Wednesday, September 12, 2012

Liquid Vol

You look at me from across the room
You're wearing your anguish again
Believe me I know the feeling
--Paula Cole

Volatility indexes are once again touching levels last seen in mid 2007.


Yes, they can go lower and remain there for some time. I recall many who were long vol back in 2005 agonizing over their positions as their options dripped theta by the day.

One similarity between then and now is high levels of liquidity being poured into markets by central banks. "The higher the liquidity, the lower the vols" is a good general proposition.

The thing to remember about implied volatilities is that, while they can 'trend' lower, they rarely do so higher. Vols typically 'spike' higher, leaving those who chose not to buy cheap volatility (for protection or for spec) in the dust.

Stated differently, in a highly levered system like ours, you never know when liquidity will dry up. If people become risk averse and decide to close projects funded by credit money, then price fall and vols rocket.

This makes vols tough to trade--both momentum and contrarian styles often take a beating.  They also tend to be ineffective forecasting mechanisms, since implied vols express general conditions of greed or complacency but little in the way of condition change.

As such, we can only confidently say the vols right now are getting historically low.

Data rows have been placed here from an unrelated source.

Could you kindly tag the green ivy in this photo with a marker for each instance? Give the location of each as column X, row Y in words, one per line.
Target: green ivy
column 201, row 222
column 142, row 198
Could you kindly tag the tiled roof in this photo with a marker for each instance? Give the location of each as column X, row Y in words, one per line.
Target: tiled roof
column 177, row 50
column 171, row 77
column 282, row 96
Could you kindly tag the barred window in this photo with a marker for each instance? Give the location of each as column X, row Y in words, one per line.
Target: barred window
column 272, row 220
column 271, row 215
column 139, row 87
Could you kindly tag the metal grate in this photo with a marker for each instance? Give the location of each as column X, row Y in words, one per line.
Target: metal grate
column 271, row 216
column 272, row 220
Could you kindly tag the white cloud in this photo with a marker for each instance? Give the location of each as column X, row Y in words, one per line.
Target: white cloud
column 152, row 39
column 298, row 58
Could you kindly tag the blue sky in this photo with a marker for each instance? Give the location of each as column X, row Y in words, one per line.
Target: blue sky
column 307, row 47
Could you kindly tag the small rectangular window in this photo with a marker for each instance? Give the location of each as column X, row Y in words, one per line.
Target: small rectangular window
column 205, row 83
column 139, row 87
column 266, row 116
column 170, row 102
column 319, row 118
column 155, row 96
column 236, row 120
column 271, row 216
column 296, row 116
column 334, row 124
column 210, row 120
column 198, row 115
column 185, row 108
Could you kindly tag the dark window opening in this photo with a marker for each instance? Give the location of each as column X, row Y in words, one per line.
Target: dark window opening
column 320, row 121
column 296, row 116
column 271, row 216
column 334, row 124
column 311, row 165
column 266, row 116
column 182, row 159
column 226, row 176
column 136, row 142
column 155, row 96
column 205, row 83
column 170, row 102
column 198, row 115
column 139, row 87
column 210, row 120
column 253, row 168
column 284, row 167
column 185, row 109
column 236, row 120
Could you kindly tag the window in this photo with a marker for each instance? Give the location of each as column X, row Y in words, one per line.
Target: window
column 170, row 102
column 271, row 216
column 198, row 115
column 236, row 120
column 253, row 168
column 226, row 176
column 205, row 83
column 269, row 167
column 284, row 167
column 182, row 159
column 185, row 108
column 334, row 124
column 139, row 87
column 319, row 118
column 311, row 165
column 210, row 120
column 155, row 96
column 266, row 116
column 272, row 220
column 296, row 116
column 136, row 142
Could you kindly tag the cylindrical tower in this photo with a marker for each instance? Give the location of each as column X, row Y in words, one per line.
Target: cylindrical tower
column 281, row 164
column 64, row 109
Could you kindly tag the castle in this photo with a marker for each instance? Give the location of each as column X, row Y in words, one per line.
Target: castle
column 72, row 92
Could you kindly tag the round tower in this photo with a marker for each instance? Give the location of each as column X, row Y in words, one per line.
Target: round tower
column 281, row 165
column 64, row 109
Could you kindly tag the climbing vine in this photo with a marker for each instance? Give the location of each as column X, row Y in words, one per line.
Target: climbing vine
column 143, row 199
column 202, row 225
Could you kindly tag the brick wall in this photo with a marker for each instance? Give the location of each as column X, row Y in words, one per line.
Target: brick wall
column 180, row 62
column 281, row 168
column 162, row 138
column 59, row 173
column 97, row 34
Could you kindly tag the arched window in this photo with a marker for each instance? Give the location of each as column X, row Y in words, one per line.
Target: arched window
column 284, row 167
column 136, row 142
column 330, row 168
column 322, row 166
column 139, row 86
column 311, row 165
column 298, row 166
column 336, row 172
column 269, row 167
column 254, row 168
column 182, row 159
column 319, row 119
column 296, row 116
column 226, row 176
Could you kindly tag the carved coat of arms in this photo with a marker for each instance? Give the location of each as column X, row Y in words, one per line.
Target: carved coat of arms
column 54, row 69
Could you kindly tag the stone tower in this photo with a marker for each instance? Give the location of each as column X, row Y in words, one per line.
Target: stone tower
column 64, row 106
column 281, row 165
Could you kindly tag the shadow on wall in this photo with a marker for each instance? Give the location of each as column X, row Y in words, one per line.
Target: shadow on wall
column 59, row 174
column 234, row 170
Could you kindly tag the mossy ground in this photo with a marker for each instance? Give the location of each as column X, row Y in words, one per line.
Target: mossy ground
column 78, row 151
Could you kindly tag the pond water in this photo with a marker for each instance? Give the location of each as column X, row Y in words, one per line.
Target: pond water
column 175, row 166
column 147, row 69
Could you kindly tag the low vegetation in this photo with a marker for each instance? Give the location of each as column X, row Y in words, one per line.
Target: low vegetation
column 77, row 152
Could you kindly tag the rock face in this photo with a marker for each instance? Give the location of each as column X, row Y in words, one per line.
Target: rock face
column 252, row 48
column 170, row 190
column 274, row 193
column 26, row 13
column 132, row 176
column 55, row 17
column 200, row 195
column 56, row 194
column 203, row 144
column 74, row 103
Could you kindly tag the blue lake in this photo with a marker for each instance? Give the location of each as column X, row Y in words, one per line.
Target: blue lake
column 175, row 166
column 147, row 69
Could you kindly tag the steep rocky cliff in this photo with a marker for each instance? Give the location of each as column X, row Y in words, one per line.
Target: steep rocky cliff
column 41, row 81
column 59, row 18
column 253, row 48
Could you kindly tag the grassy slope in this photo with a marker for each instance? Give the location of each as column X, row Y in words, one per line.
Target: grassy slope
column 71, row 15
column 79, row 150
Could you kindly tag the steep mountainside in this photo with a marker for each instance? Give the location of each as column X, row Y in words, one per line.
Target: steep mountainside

Descriptive rather than predictive.

position in SPX

1 comment:

dgeorge12358 said...

Fall is not a bad time to own options in the sense that it's very unlikely that we see much of a VIX drop, especially given that we’re already pretty low to begin with.

But that’s not to say this is a good time to own options in general. I looked at mean and median volatility by cycle relative to the realized volatility that we only could calculate in hindsight. And by that metric, September turned into the second worst cycle of the year to own, after December.